Nosotros dos, si no estábamos doblando en el campanario, asistíamos a los responsos junto al páter. Uno con la campanilla, tocándola cuando pasábamos de un panteón a otro, y el otro con el cubo del agua bendita, el hisopo y una bandeja en la que las parroquianas depositaban sus donativos por las preces.

Llegábamos junto a la feligresa de turno, extendíamos la bandeja y cuando había depositado el donativo D. Fausto recitaba la salmodia medio cantada:

“¡Memento mei Deus, qui adventus sed vita mea!

Y nosotros ambos a dúo: “¡Negaspiciat domini domine!”.

Él: “Réquiem aeternam dona eis domine”.

Nosotros: “Et lux perpetua luce a Dei”.

Un panteón, otro; una lápida, otra; y así toda la santa mañana de Difuntos. Y más por la tarde, aquellas tardes grises, tristes, mortecinas, en las que el otoño nos envolvía hacia las sombras de la noche.

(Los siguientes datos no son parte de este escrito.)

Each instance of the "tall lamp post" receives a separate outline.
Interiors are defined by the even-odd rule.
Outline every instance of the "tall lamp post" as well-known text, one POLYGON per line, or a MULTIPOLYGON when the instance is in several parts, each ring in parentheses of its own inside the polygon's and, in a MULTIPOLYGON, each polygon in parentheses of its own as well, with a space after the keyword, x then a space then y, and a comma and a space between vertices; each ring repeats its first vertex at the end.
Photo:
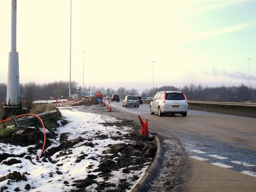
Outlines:
POLYGON ((83 51, 83 92, 84 92, 84 52, 83 51))
POLYGON ((71 97, 71 13, 72 11, 72 0, 70 0, 70 56, 69 73, 69 94, 68 97, 71 97))
POLYGON ((251 60, 250 58, 248 59, 249 60, 249 71, 248 74, 248 97, 250 100, 250 60, 251 60))
POLYGON ((4 108, 6 109, 21 109, 20 98, 19 56, 16 50, 17 28, 17 0, 12 0, 11 52, 9 53, 6 98, 4 108))
POLYGON ((155 62, 154 61, 153 61, 153 96, 154 97, 154 64, 155 62))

Recuerdo que D. Fausto, acabada la jornada y ya en la sacristía de la iglesia, una vez guardadas sotanas y roquetes, contaba los dinerillos recaudados en el cementerio, apartaba una cantidad, la dividía entre cuatro y nos daba a cada uno lo suyo.

Para casa más contentos que ocho cuartos. Aquel día no imaginaba yo que serían mis últimos días de Santos y Difuntos, que nunca volvería a subir al campanario ni a tocar la esquila entre mis muertos, ni a oír el viento altano de poniente colándose por los vanos de la torre de campanas, ni a canturrear responsos en un latín que no entendía.

Orate, fratres. In nomini  Patri et Filii et Spiritu Sanctu. Amen.